Had some maddening issues getting to watch part two of this story. The Flash played just fine in Google Chrome, but Arrow insisted that I had an ad blocker active when I didn’t, so I had to play it in Internet Explorer, which wouldn’t let me skip ahead afterward to get a screencap or two… maybe I can just get an old-fashioned VHS screener or something. Those never gave me problems…
Anyway, the second part of this story principally serves as an introduction to Kate Kane, who’s not-so-secretly Batwoman, and who is played by Ruby Rose. I wish Rose and the producers the best of luck in launching this show, but I am a little disappointed by the visual choices they’ve made for Gotham City. Our heroes learn that Gotham’s basically a complete hole of a town, and that there used to be an urban legend called Batman keeping the streets safe-ish, but the Batman vanished three years ago, around the same time that billionaire super-industrialist Bruce Wayne went missing.

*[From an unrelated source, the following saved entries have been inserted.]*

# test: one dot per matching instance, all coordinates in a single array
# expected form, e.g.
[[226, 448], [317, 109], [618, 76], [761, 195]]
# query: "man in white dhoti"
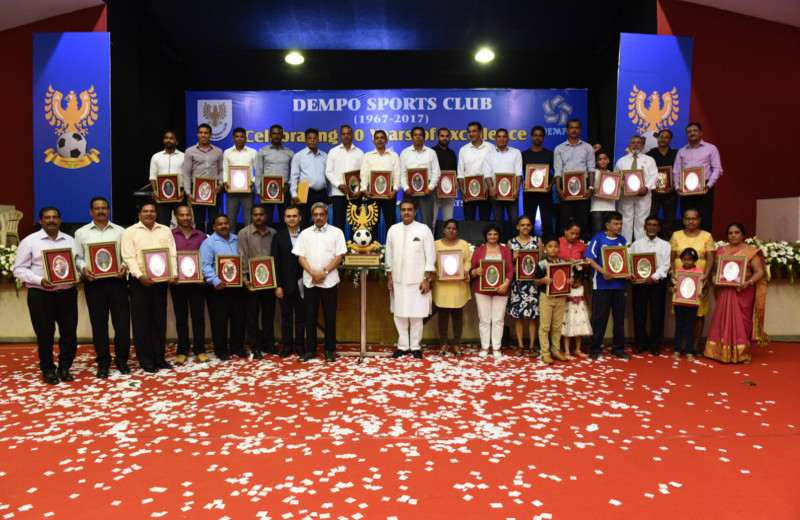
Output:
[[410, 260]]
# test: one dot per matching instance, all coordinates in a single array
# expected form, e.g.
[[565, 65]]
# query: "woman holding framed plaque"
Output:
[[450, 291], [738, 320], [523, 303], [702, 242], [491, 299]]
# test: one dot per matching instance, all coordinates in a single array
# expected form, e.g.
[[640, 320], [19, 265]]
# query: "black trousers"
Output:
[[482, 207], [578, 210], [227, 306], [293, 321], [149, 320], [312, 299], [704, 204], [48, 309], [104, 296], [544, 203], [261, 328], [652, 297], [186, 298], [605, 302]]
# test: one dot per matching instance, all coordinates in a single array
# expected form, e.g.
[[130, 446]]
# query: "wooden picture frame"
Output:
[[204, 191], [505, 184], [447, 188], [189, 267], [643, 266], [168, 186], [537, 177], [59, 266], [615, 260], [156, 264], [559, 275], [494, 274], [731, 270], [103, 259], [262, 273]]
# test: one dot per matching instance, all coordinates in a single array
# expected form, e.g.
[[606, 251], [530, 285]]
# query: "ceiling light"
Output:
[[484, 56], [294, 58]]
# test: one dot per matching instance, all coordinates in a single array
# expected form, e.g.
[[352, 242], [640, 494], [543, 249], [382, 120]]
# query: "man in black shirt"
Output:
[[665, 198], [537, 154], [447, 161]]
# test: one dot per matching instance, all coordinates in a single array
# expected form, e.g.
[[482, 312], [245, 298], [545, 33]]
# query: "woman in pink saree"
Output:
[[738, 320]]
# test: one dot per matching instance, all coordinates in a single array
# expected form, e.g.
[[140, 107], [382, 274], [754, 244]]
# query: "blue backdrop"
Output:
[[653, 88], [71, 121], [395, 111]]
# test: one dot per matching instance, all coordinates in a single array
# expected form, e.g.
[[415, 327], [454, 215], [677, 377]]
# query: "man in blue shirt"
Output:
[[609, 292], [225, 304]]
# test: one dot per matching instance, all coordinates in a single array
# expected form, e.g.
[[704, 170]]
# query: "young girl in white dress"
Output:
[[576, 316]]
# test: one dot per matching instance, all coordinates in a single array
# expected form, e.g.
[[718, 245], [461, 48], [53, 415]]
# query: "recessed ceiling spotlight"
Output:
[[484, 56], [294, 58]]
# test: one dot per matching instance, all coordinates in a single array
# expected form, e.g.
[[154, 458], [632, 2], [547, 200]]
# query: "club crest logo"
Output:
[[219, 114], [652, 113], [71, 124]]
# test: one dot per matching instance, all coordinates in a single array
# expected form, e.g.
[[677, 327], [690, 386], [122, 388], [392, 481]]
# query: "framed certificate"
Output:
[[730, 270], [447, 185], [608, 186], [536, 177], [574, 185], [693, 180], [104, 259], [450, 265], [474, 188], [229, 269], [59, 266], [644, 265], [494, 274], [272, 189], [239, 179], [204, 190], [688, 289], [156, 264], [352, 180], [380, 184], [633, 180], [169, 187], [664, 178], [615, 260], [262, 273], [504, 184], [417, 181], [526, 264], [559, 275], [189, 270]]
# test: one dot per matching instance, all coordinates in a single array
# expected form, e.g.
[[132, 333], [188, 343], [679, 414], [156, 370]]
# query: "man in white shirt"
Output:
[[238, 155], [105, 294], [503, 159], [342, 158], [168, 160], [420, 156], [636, 208], [320, 249], [410, 261], [470, 163], [651, 293]]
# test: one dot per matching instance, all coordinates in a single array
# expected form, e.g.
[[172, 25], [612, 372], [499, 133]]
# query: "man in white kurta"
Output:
[[636, 208], [410, 260]]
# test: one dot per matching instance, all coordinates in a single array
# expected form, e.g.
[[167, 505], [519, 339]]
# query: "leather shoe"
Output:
[[64, 375]]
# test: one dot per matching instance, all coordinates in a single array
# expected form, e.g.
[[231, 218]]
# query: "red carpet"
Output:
[[456, 438]]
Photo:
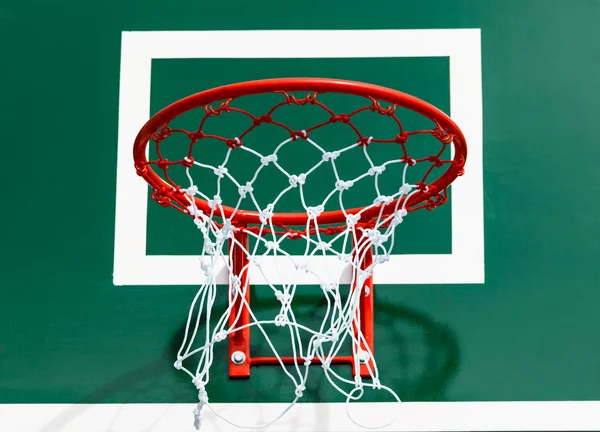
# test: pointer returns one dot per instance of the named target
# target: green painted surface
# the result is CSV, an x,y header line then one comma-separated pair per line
x,y
529,333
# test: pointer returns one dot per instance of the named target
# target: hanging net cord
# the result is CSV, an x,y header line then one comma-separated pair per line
x,y
350,243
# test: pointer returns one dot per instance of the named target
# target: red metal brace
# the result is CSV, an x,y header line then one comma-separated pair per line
x,y
239,341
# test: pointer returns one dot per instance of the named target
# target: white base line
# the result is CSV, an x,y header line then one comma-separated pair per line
x,y
327,417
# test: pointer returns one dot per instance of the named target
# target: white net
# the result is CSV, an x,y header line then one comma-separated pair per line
x,y
352,244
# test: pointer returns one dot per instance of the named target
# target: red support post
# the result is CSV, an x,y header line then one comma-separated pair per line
x,y
366,312
239,341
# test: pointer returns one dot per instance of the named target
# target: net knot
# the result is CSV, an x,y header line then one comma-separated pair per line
x,y
262,119
188,161
323,246
209,247
163,196
213,203
327,156
296,180
299,134
342,118
383,199
299,390
194,211
376,384
281,320
220,336
375,237
314,212
235,281
197,381
247,188
205,267
178,363
226,231
220,171
376,170
364,141
401,138
328,287
271,245
192,190
342,185
200,224
351,220
265,160
266,214
234,143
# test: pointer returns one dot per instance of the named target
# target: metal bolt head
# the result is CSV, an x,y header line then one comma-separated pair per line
x,y
238,357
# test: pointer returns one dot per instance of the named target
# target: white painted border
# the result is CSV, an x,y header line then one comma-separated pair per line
x,y
466,262
414,416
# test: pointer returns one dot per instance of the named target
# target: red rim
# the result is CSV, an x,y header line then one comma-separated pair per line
x,y
320,85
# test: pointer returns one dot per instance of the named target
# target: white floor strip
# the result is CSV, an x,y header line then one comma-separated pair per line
x,y
415,416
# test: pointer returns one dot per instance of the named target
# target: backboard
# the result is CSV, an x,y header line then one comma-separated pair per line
x,y
487,322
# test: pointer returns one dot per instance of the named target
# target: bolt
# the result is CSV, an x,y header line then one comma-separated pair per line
x,y
238,357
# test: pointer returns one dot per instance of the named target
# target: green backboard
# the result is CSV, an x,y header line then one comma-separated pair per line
x,y
485,316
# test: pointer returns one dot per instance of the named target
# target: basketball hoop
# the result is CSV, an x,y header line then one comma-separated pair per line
x,y
245,234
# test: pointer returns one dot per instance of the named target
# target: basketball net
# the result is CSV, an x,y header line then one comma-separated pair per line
x,y
363,240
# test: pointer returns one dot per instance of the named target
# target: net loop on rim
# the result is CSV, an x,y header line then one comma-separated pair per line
x,y
255,241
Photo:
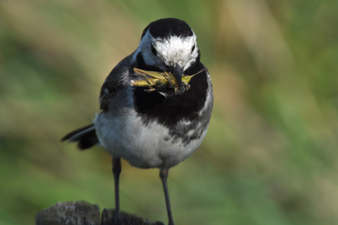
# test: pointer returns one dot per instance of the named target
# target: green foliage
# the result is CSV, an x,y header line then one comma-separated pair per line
x,y
270,156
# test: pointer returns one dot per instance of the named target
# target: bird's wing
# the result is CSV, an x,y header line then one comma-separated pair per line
x,y
116,80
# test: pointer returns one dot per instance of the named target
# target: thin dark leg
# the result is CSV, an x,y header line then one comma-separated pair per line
x,y
116,171
164,175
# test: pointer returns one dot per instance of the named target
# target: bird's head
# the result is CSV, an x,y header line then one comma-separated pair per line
x,y
169,45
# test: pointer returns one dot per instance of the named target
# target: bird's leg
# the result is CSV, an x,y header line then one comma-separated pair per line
x,y
164,175
116,172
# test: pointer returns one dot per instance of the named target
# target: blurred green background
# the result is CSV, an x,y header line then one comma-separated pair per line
x,y
270,156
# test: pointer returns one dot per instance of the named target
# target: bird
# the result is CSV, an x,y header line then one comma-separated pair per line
x,y
158,128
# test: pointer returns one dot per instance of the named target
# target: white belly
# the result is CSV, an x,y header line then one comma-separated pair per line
x,y
142,146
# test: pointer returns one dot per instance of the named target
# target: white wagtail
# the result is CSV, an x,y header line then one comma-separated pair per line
x,y
153,129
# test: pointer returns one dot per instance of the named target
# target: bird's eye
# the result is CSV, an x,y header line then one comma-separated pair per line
x,y
193,48
153,49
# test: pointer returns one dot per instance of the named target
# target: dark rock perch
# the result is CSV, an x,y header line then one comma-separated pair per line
x,y
84,213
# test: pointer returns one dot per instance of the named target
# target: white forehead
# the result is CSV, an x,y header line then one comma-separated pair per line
x,y
171,50
175,49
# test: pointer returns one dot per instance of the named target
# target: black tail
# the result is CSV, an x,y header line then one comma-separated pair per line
x,y
85,137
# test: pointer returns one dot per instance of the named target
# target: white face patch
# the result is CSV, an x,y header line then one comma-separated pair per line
x,y
170,51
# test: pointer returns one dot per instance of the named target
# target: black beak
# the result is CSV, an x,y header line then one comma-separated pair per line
x,y
177,71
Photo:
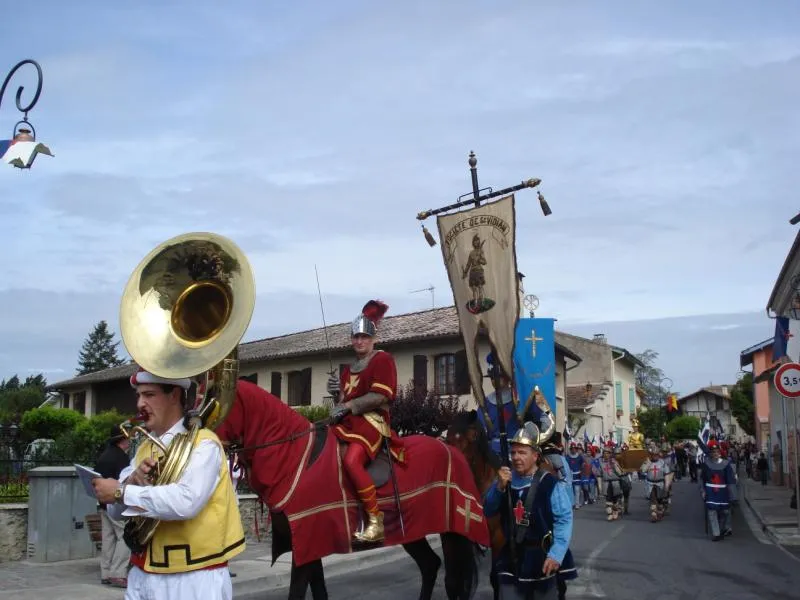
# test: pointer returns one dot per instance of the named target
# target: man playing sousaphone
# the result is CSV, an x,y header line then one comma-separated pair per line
x,y
361,417
200,528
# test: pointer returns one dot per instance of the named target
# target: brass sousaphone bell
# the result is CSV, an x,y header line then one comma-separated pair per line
x,y
184,311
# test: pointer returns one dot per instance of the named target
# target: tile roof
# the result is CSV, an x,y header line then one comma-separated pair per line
x,y
716,390
436,323
577,398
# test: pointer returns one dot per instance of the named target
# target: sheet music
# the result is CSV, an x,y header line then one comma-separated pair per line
x,y
87,475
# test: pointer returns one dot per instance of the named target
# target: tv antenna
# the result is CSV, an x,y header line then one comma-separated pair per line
x,y
430,289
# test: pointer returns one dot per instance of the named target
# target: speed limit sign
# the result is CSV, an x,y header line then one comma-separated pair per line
x,y
787,380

Kate’s got an explanation, or as much as one as she’s willing to give to the infamous vigilante Green Arrow before telling him to get lost: after Batman left, the city fell further and further apart, and Bruce lost his will to keep fighting to make the city better. Interestingly, Kara lets slip that there’s a Bruce Wayne on her Earth as well, sort of best frenemies with her cousin.
But things sadly move to Arkham Asylum, and it’s so unoriginal and uninventive. Granted, the front atrium of the building becomes the center stage for Diggle (David Ramsey) to have a simply amazing brawl with about a dozen Arkham inmates. But the asylum is the same, dreary, dilapidated, moldy, bare-mattress building that comics and video games have been crapping into existence for three decades and just once I’d like somebody to depict it as a state-of-the-art facility based on an actual 21st Century psychiatric institution. Maybe Bruce Wayne could have spent some of his trillions fixing the Arkham plumbing and its decades-old flickering fluorescent bulbs instead of on more Bat-toys if he really wanted to do something to help the city.
There’s a nice wink at the ’60s Batman in the form of a Shakespeare bust in Kate Kane’s office. I wish the Batwoman show well, and I hope it doesn’t suffer too long from the Dark Knight-shaped hole in its floor.